Are you saying that a failure happens which isn’t detected and when the 2nd failure occurs we notice because the data is inaccessible?

Which raid s/w does this ?

Correct. All that depend on the SCSI block layer, which includes libata and thus common consumer SATA drives. A NAS or better drive will come out of the box with short error time outs, typically 70 deciseconds, and quickly issue a read error with the LBA of the offending bad sector, and the RAID can then know to obtain a copy or reconstruct from parity, write the good data to the bad sector thus fixing it. Either the write works, or if it fails the drive firmware is responsible for remapping that LBA to a reserve physical sector.

In the case where the drive error timeout is longer than the SCSI block layer, it just results in a link reset. The actual problem with the drive is obscured by the reset, including the bad sector, so it never gets repaired.
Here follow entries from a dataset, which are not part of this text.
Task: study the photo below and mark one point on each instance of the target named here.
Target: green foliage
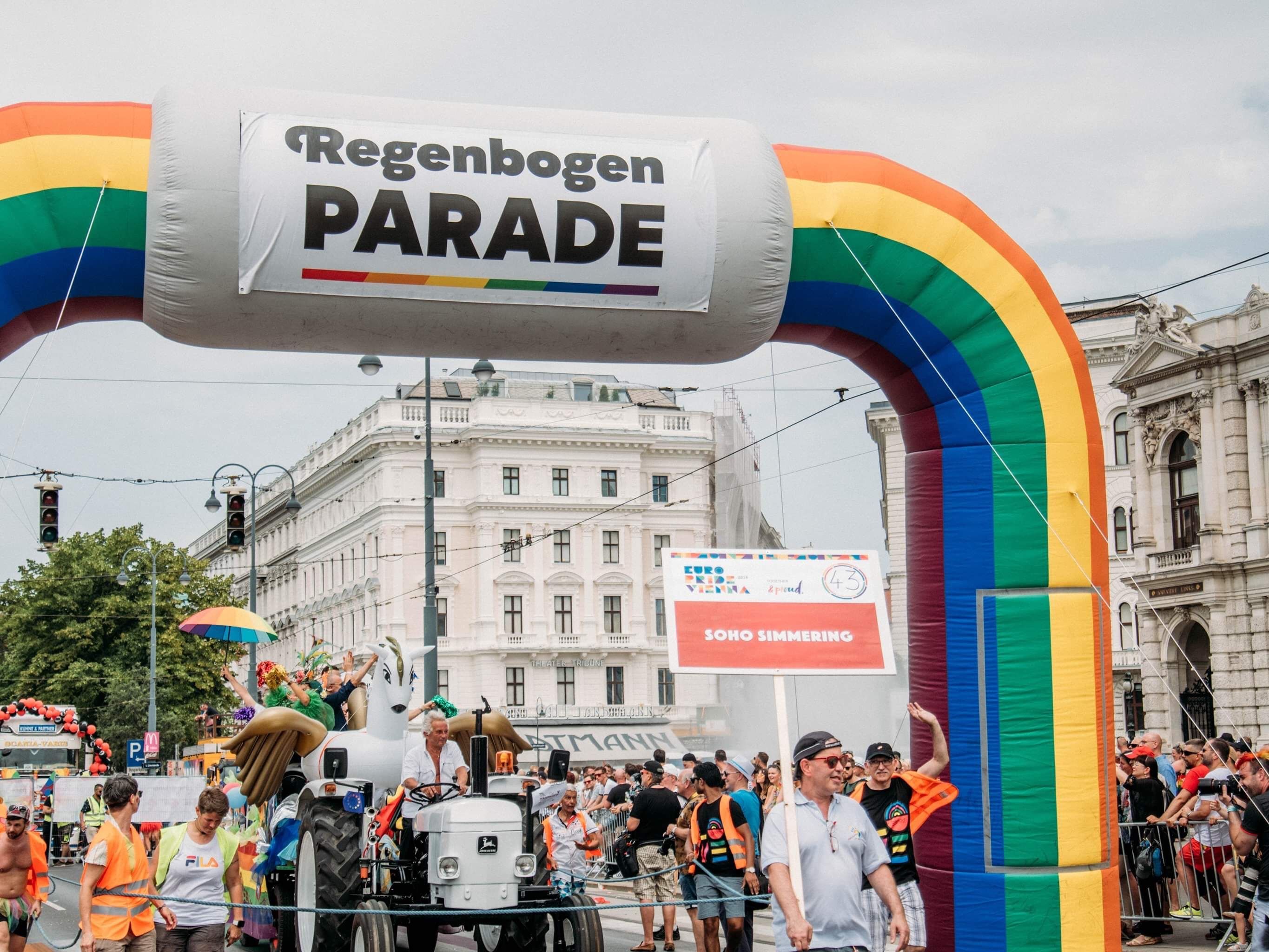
(72, 635)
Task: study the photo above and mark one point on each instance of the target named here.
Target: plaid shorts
(654, 889)
(879, 917)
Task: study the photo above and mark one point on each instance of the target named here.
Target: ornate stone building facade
(1197, 394)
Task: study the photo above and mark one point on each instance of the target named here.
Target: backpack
(625, 853)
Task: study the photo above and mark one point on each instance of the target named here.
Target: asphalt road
(622, 930)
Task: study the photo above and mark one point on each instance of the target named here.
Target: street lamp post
(214, 504)
(122, 578)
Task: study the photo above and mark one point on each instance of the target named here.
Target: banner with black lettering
(499, 216)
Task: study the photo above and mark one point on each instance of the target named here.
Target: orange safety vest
(928, 795)
(37, 878)
(549, 836)
(113, 916)
(735, 842)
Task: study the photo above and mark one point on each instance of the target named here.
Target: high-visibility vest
(735, 842)
(172, 840)
(112, 916)
(549, 836)
(96, 813)
(37, 878)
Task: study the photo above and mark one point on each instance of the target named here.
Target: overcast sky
(1124, 146)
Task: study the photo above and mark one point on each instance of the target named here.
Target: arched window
(1121, 440)
(1121, 530)
(1183, 475)
(1127, 636)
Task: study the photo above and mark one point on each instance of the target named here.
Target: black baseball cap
(811, 744)
(880, 749)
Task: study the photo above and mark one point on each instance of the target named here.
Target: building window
(566, 688)
(1121, 530)
(664, 686)
(1121, 440)
(616, 686)
(1183, 475)
(513, 615)
(564, 615)
(660, 489)
(613, 615)
(510, 545)
(560, 483)
(1127, 636)
(516, 687)
(562, 545)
Btrfs, mdadm, lvm are affected and I'm pretty sure ZFS on Linux as well assuming they haven't totally reimplemented their own block layer outside of the SCSI subsystem.

It's a super irritating problem, the kernel developers know all about it, but thus far it's considered something distributions should change for the use cases that need it. And what that means so far is distros don't change it and users using consumer drives with high error recovery times, get bitten.

https://raid.wiki.kernel.org/index.php/Timeout_Mismatch

The link you posted talks about the raid software kicking a whole disk out of the raid array when the disk takes too long to respond (basically but not exactly) due to 2 timeout variables mismatch

The post I was responding to implied a raid array could be degraded and you wouldn’t know till it completely failed

Interesting nevertheless

Yes, over normal timescales. A lot can happen in a thousand years.
Thousands of years is a lot of scrubs and a lot of disk replacements, though. And a solution like ZFS, properly monitored, should help make those detections and repairs happen early, with lower odds of loss.

Although honestly in a thousand year timeframe I very much doubt humanity will preserve ZFS, gzip, tar, jpeg, PNG, ASCII, today's spoken and written languages in current form, etc. Just as written material from 1000 years ago is not very accessible to most people; with the original material you need intense study before you even know what you're looking at.